What do you get when you combine a missing sister, an attic door that won’t close, a biohazard cleaning team, and a cameo from two blind tabby cats named Dr. No and Mr. Goldfinger? A new Laura van den Berg story, “Aftermath.” Originally published in the most recent print-only issue of Conjunctions, you can read it online this week at Lit Hub.
“Aftermath” opens with our main character, Genevieve, calling a cleaning service that sounds more like the murder-scene cleanup kind than the dusting-and-vacuuming kind. The receptionist asks Genevieve if there are any biohazards to be aware of (“blood, fecal matter, teargas,” she explains), but there are not. Genevieve just wants her house to have a good clean. She checks into a hotel for a couple nights while the cleaning is underway, and when she returns home, she finds that more than the gleam of the countertops has changed:
At first, her house looked the same, the counters and floors a little brighter from the cleaning, except the attic ceiling was open on the second floor. The steps had been unfolded, an invitation to climb . . .
[The cleaning service] must have cleaned the attic and forgot to close it, Genevieve thought. That was the explanation that made the most sense. She folded up the stairs and tried to close the attic, but it wouldn’t budge. She bent down and grabbed the edges of the door and pulled. She wedged herself underneath the door, gritted her teeth, and pushed. Soon she was short of breath and her hands were burning. The door was stuck. Something was wrong with the hinges. She looked into the dark mouth of the attic and felt a gust of air, like something was breathing on her.
In this and so many of her stories (and in her novel, Find Me), Van den Berg weaves surrealism and realism together with a deft hand, making her stories occupy a place that is neither/nor, where the familiar becomes strange and the strange familiar. The thing that makes it work so successfully in “Aftermath” is the nonchalance the characters have towards the un-budging, irrevocably open attic. Genevieve complains to the cleaning service, and the cleaning service responds that they don’t do attics, especially not that attic. She calls a contractor, and he takes one look at the opening and says, “I’m sorry, ma’am, but there’s not a thing we can do about that.” These people aren’t going to mess with the attic, sure, but they’re not surprised by its existence. Everyone seems to know that closing the attic is hopeless except Genevieve.

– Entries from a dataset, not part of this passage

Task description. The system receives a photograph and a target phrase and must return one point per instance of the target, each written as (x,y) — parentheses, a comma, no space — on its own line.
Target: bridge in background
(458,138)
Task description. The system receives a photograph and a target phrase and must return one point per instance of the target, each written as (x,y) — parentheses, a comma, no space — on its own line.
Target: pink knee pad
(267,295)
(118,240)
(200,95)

It’s also never explained why the attic is so foreboding, why the door won’t close. Van den Berg leaves its significance up to interpretation. But you get the idea that it might have something to do with Genevieve’s sister, who has gone missing:
The truth was she couldn’t remember the last time she saw her sister. At the start of winter, her sister had come to stay with her. Genevieve had not seen or talked to her sister in months. One day she just showed up. This was a small house, without a guest room, so they shared a bed, like they did when they were children and scared of thunderstorms. They watched Late-Night TV and ate chocolate pudding. Her sister petted Genevieve’s hair and called her “Genie.” Sometimes her sister got sad. Sometimes Genevieve would hear her crying in the shower. This wasn’t such a surprise, though: Her sister had always been sad.
Van den Berg gives you enough to connect the dots, but leaves enough ambiguity to maintain the mystery. The attic door could be interpreted so many ways that it’s almost a kind of Rorschach. It could be Genevieve’s missing sister causing it to stay open, or the attic could be the reason she’s missing, or both, or neither. It could be supernatural, metaphysical, or metaphorical. It could just be a symbol of fear of the unknown. The exact nature of the attic, along with what happened to Genevieve’s sister, is unknowable, and that’s exactly the point. “Aftermath” is part ghost story, part grief narrative, part unsolved mystery, but mostly, it’s a story about the difficulty of not knowing, of living with that void of knowledge, carrying your unanswered questions with you every day as you grow older and older, steadily drifting towards the day when, finally, you might know.